Well, that was quick.
After the interwebs blew up with Clinton's ill-considered comment about closing below-average schools, Lauren Camera leapt up at US News to say, "Oh, no. Y'all just misunderstood. It was taken out of context."
I had read the original context when I first responded to her comment. It doesn't help.
The context is that she was discussing how Iowa's governor was crushing rural schools by starving them of necessary resources. She was discussing Iowa's wacky laws about not allowing school district deficits. And then she said this:
This school district and these schools throughout Iowa are doing a better than average job. Now I wouldn't keep any school open that wasn't doing a better than average job. If a school is not doing a good job then, you know, that may not be good for the kids, but when you have a district that is doing a good job it seems kind of counterproductive to impose financial burdens on it.
It is true that she did not suggest, as some slightly hyperventilating reports might have implied, that if elected President, she would make it policy to close all below average schools (i.e. slightly more than half the schools in the country). I will give her that much.
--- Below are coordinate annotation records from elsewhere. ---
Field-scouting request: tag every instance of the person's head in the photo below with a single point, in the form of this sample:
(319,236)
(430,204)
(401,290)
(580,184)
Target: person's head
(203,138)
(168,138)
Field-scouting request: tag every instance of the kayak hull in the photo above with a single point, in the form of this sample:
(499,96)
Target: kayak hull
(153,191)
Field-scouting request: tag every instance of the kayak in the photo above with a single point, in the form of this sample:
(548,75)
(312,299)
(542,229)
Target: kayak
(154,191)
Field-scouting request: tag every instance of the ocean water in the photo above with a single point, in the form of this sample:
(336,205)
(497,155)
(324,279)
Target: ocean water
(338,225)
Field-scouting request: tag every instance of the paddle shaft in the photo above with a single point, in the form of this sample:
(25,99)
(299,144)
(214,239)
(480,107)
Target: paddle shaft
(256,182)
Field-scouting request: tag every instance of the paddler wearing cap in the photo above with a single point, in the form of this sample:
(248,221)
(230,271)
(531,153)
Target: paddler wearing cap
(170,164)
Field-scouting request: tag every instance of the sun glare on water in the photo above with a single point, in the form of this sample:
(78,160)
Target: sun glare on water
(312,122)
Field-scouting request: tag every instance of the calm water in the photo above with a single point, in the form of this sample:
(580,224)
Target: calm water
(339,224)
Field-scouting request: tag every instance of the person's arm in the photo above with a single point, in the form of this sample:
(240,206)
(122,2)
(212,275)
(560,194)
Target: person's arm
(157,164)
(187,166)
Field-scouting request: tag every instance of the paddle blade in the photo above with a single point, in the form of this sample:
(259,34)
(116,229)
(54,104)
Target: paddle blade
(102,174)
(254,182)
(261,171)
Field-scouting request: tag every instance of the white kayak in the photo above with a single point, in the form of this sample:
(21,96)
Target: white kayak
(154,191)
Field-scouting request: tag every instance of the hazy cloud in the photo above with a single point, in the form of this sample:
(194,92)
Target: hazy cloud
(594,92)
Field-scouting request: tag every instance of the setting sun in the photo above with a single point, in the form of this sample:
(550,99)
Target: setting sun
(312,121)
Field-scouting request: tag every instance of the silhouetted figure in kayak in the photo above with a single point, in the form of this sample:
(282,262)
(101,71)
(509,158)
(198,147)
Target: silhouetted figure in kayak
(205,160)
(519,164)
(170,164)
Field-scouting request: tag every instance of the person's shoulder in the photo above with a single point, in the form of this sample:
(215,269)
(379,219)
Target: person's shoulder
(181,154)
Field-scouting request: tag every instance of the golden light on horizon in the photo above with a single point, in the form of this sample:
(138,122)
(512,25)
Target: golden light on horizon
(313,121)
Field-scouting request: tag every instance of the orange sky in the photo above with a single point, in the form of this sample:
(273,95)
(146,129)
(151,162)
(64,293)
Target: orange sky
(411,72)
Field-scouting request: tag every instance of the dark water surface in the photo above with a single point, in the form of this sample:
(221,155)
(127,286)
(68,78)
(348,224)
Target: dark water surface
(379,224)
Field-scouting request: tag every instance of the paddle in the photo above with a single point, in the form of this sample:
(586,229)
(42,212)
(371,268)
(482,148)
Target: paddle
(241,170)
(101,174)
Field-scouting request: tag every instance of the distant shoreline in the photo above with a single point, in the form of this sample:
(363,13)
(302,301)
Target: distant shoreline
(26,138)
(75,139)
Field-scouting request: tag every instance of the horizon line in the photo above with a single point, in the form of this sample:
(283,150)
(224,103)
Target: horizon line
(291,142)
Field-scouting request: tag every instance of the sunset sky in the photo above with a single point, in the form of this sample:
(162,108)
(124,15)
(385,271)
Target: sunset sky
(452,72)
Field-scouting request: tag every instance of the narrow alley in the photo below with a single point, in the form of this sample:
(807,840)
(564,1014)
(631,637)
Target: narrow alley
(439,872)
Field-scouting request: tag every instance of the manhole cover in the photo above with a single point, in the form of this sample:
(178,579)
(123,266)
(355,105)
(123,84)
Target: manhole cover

However, that doesn't change what was boneheaded about her comment.
Yes, it was an off-the-cuff comment. But if that's the comment that comes off her cuff, I have serious doubts about how well she understands the situation.
Clinton did NOT say, "If there are schools that are performing poorly, then the state should look hard at whether those schools and the communities they serve are getting the resources they need." That kind of comment would have fit perfectly in the context of the financial issues she was discussing. But she didn't say that. The context actually makes this part seem worse, because she skipped right over the financial issues that she was actually talking about.
Clinton used "below average" as shorthand for low-performing, which indicates a lack of understanding of exactly how schools end up tagged low-performing, and how the stack ranking of schools is pernicious, inaccurate, and guaranteed to always result in schools labeled low-performing (and for that matter, what "below average" really means). The use of false, inaccurate and just-plain-crappy measures to label schools and teachers as successes or failures is central to what's going on in education reform. If she doesn't understand that, she doesn't understand some of the most fundamental problems we're facing.
Clinton's glib use of "wouldn't keep any school open" shows a limited understanding of just what is involved in "closing" a school. What happens to staff? What happens to students? What happens to the community? Clinton shows no awareness of how huge a task she's glibly suggesting, nor does she suggest that there are other options that should be considered long before this nuclear option, which should be at the bottom of the list.
No, I don't think Clinton telegraphed some sort of legislative intent or policy plan. But I do think she opened a window to the bad, incorrect, and damaging assumptions that she carries into her consideration of education. And because of her long and cozy history with privatizers like the Waltons, those bad assumptions are especially troubling.
So, yes, I considered the context, and no, Clinton doesn't deserve a pass on this one. She said a really, really dumb thing. And it is just as dumb in context.